M. Boldéro venait de trouver l’anneau de Blanche et le montrait complaisamment à la femme du concierge.

— Deux anneaux ! s’écria celle-ci. Ô puissent-ils appartenir tous les deux à monsieur le lieutenant !

— Pour celui que vous venez de me montrer, je ne puis pas encore l’affirmer ; mais pour celui que je viens de trouver dans l’enveloppe, il ne peut pas, je pense, appartenir à d’autre qu’à lui. Je crois même reconnaître les initiales ainsi que les cheveux sur le tissu desquels elles brillent à côté du diamant qui semble les illuminer de ses éclairs. Un gage d’amour, sans doute. Mais, à présent que j’y pense, comment se trouve-t-il ici avec cette enveloppe t

— Je l’ignore, monsieur ; seulement, j’ai su que ce matin monsieur le commissaire avait donné ordre à mon mari d’introduire un officier de milice dans ce cabinet et qu’il y est resté jusqu’au départ des troupes.

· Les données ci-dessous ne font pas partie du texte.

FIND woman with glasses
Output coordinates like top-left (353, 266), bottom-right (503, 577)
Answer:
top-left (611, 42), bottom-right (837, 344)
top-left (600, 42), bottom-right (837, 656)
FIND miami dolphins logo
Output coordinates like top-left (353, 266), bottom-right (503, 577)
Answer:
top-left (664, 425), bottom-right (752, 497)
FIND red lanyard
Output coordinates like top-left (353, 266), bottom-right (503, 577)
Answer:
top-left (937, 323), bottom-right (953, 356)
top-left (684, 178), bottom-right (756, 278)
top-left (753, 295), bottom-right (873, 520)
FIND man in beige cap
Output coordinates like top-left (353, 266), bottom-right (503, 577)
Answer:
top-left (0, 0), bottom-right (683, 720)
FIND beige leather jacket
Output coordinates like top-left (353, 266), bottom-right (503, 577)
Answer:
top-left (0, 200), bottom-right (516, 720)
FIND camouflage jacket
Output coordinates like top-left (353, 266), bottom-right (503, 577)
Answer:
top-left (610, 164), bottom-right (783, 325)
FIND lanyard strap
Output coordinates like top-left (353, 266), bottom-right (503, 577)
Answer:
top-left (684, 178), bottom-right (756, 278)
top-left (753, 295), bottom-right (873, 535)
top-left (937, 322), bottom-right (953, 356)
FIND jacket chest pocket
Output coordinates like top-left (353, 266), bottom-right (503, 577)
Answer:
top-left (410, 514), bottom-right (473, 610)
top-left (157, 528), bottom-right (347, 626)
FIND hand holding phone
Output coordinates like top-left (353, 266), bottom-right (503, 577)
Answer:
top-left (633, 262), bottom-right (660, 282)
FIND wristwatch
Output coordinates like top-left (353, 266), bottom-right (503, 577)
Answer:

— C’est donc lui qui l’aura oublié ici. Quelle singulière coïncidence cependant que la rencontre de ces deux anneaux dans vos mains ! Cela me paraît de bon augure.

— Ah ! monsieur, quel bonheur vous me faites entrevoir ! mais, je vous l’avoue, mon cœur n’ose pas s’y livrer ; la déception serait si cruelle !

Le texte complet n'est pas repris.